L’auteur expose qu’il « a fabriqué la lampe Lyre afin de lui donner une allure souple, aérienne et sensuelle du fait de sa forme arrondie et qu’elle fasse ‘tour à tour penser à une amphore, une algue mouvante, des jambes déliées ou un poisson plongeant et dynamique par son asymétrie’, la lampe incarnant, de ce fait, tout à la fois le mouvement et la sérénité ».

➡ La Cour admet que la création est protégée :

▶ Le créateur définit de façon circonstanciée les contours de l’originalité qu’il allègue en explicitant clairement les choix auxquels il a procédé dans sa démarche de création.

▶ Il est parvenu à concilier les contraintes techniques propres à une lampe avec une représentation toute personnelle de l’instrument de musique donnant à l’ensemble des courbes sensuelles et généreuses.
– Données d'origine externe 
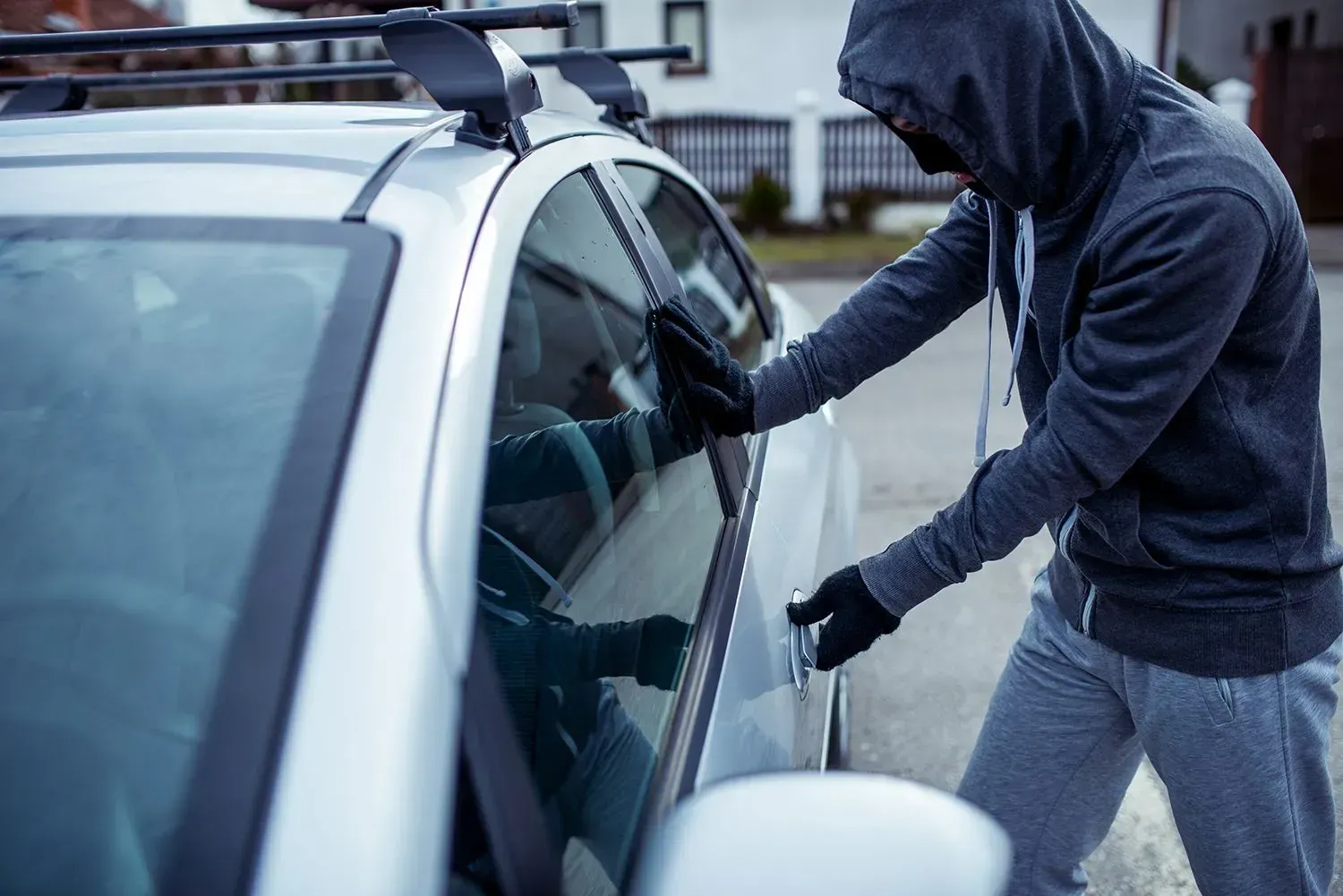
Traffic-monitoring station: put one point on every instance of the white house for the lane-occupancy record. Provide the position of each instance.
(757, 55)
(1219, 38)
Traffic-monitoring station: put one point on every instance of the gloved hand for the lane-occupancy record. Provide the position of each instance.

Quant aux actes de contrefaçon, la défenderesse se prévalait de la théorie jurisprudentielle de l’accessoire, aux termes de laquelle une œuvre peut être licitement exploitée si elle figure en arrière-plan et n’est pas présentée en tant que sujet principal (Cass. 15 mars 2005, n°03/14820 ; Cass. 12 mai 2011, n°08/20651).

Elle soutenait que la lampe est représentée accessoirement en ce qu’elle n’est ni l’objet, ni l’objectif de la communication en cause et qu’en toute hypothèse, elle n’est pas la lampe initiale telle que fabriquée par le sculpteur mais une adaptation qui avait été réalisée à la demande de l’architecte.

➡ La Cour ne suit pas cette position et condamne les actes de contrefaçon :

▶ La présence de la lampe sur les photographies litigieuses résulte d’un choix délibéré dès lors que le mannequin se met en scène avec elle : si cette lampe est parfois reléguée au 2d plan, elle reste très visible dans toutes ses caractéristiques et mise en évidence au regard des lumières et des couleurs.

▶ Les adaptations réalisées de la lampe ne confèrent pas de droits à l’architecte, ni même ne l’autorisent à publier des photographies sans mention du nom de l’auteur.

▶ Ces atteintes sont renforcées car les photographies laissent penser que l’architecte est le créateur de la lampe Lyre – les juges relèvent que l’architecte et le sculpteur sont tous deux très connus dans leur secteur d’activité respectif.